By Christina Calloway
PNT senior writer
Retired Air Force Lt. Col. Irl “Leon” Franklin said when he and hundreds of other servicemen were told about a secret mission more than 40 years ago, later found out to be the Son Tay Raid in Vietnam, they were given the choice to opt out.
“There were 300 men there and not a soul moved,” Franklin said.
It was that courageous and selfless attitude of his peers that made Franklin feel confident in his group of 13 men he served with who were among the men selected to carry out Operation King Pin.
King Pin was a special operations raid in 1970 on a North Vietnamese prisoner of war camp where sources reported that more than 75 American POWs were being held in atrocious conditions. About 100 servicemen were deployed to rescue the prisoners, though the POWs had been moved by the time they arrived.
Franklin was the aircraft commander of the lead MC-130E Combat Talon I aircraft during the raid, aircraft 0523, an operation that was arguably one of the most important missions the plane was used for. He and a few of the others from his flight crew that day made their way to Cannon Air Force Base on Friday to commemorate the plane’s final resting place at a dedication ceremony for Cherry 01, the plane’s original call sign.
“We’re thrilled it made its final mission and home here at Cannon,” said Col. Buck Elton, the base’s wing commander, at the ceremony. “Thousands of man hours have been put in to prepare it for its static display.”
The plane made its final flight into Cannon on June 2012 and has undergone several months of demilitarization to prepare it for its display near the main gate of Cannon. The plane was brought to Cannon because of its special operations forces heritage.
Franklin and Elton, who flew the plane during a combat mission in Afghanistan, were on the aircraft during the final engine shutdown.

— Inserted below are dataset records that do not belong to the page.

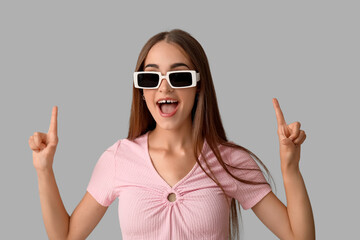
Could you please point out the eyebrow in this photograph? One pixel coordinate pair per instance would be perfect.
(171, 67)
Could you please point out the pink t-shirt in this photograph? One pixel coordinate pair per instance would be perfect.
(125, 171)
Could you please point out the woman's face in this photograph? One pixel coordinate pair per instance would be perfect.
(164, 57)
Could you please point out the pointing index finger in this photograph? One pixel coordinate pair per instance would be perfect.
(279, 115)
(53, 121)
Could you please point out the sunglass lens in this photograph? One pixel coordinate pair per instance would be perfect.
(148, 80)
(181, 79)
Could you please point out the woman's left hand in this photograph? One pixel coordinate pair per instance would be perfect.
(290, 140)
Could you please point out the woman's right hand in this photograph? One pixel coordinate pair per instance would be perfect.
(44, 145)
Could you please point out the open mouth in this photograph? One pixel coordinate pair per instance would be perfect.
(167, 107)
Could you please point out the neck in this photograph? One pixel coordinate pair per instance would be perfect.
(172, 139)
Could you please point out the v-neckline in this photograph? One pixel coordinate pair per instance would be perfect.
(156, 172)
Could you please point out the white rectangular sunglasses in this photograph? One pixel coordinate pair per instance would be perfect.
(176, 79)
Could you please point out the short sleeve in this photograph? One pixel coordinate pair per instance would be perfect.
(246, 193)
(101, 185)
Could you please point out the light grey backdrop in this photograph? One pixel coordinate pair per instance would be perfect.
(80, 55)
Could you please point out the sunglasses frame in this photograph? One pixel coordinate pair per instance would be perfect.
(195, 77)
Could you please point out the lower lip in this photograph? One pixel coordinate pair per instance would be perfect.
(168, 114)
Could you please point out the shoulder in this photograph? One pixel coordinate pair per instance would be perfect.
(236, 155)
(128, 145)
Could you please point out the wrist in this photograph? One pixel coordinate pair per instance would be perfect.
(44, 172)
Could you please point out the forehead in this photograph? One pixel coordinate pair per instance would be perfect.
(164, 54)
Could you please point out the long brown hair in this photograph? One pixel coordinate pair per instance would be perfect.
(206, 120)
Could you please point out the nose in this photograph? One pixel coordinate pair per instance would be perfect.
(164, 86)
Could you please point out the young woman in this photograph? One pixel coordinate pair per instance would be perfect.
(176, 175)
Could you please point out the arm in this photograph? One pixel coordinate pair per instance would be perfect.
(58, 223)
(292, 222)
(295, 221)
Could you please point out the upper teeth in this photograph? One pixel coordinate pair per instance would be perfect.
(167, 101)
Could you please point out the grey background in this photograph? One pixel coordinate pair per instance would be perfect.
(80, 55)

Franklin said the Pentagon asked for him by name to participate in the raid. He and his flight crew planned and trained for the operation at Eglin Air Force Base, Fla.

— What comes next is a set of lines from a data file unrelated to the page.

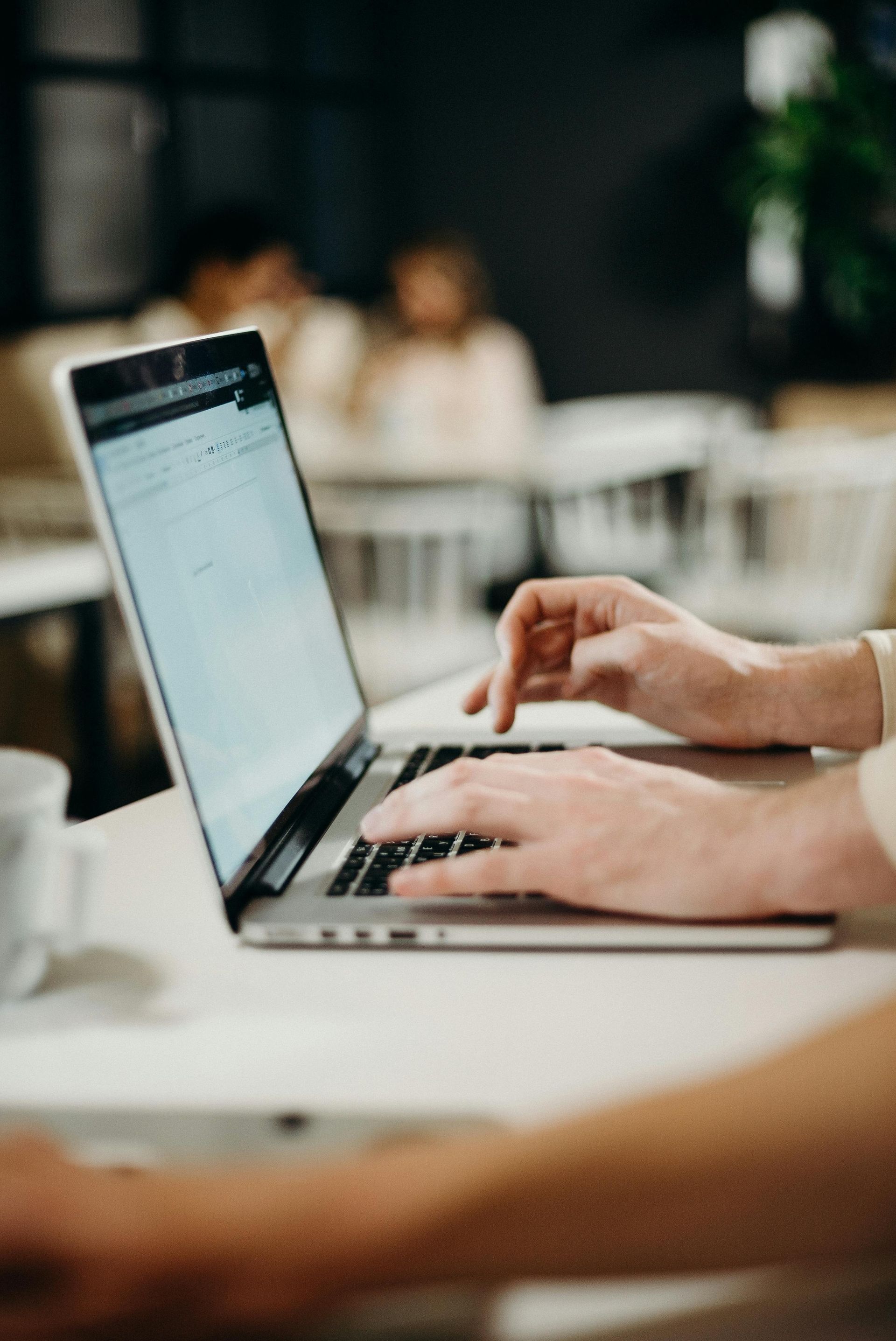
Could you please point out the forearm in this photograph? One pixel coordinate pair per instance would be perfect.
(792, 1160)
(824, 697)
(809, 851)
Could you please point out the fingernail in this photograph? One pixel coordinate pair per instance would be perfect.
(369, 821)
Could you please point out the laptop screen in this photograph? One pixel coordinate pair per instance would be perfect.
(222, 559)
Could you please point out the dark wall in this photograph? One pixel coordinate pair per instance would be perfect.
(581, 143)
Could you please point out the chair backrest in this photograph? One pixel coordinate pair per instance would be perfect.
(815, 525)
(604, 502)
(421, 549)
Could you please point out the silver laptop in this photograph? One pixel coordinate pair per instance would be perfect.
(206, 522)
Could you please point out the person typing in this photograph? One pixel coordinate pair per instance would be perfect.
(596, 829)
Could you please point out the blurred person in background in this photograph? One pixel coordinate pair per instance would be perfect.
(235, 267)
(231, 267)
(444, 378)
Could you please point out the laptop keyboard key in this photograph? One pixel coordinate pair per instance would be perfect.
(412, 768)
(447, 754)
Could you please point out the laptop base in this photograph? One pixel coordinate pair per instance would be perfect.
(309, 918)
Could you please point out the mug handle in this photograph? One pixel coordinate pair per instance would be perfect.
(61, 919)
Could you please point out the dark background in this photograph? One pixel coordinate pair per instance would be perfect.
(581, 144)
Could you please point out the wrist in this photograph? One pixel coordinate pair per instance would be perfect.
(824, 697)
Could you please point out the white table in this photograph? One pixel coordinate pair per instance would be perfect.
(171, 1010)
(73, 576)
(50, 576)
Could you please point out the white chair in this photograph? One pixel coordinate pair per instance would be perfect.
(602, 478)
(798, 539)
(411, 565)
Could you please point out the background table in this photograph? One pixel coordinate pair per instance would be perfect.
(169, 1009)
(71, 576)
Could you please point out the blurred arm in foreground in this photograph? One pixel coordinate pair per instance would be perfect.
(793, 1160)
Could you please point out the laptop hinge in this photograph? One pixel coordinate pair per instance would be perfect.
(280, 866)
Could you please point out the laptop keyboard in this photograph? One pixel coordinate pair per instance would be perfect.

The men agreed that teamwork was necessary to carry out the operation.
“We trusted each other with our lives,” said Randal Custard, who served as a captain during the raid.
Bill Guenon, one of the pilot’s during the raid, said they faced many challenges carrying out the raid, from repairing one of the ship’s four engines to navigation trouble.
But Guenon said there was no bigger disappointment than when they discovered the POWs were not at the war camp, until they found out what impact the raid had.
“Their food improved a little bit … there was no more isolation confinement,” Guenon said. “They were able to communicate and before they couldn’t. They served as each other’s support system.”
Thomas Eckhart, the navigator aboard the Cherry 01, said he got a chance to meet one of the POWs after they were released years later.
“Because there were no prisoners, we thought it didn’t work, but I found out by one of the POWs I got to meet that it did,” Eckhart said. “He said, ‘you saved our lives,’ and that made it all worthwhile.”
Maj. Lisa Howell said being in the presence of those men at Friday’s ceremony was a humbling experience.
“It’s exciting for the Air Force to see a plane that flew in combat that will be here forever,” said Howell, an electronic warfare officer. “My husband flew this plane.”
Howell said she’s taken nine tours, all to Afghanistan, within the 12 years she’s served in the Air Force, and it’s people such as Franklin and his crew that keep her going.
“I continue to serve in honor of all the men and women before me, without a doubt.”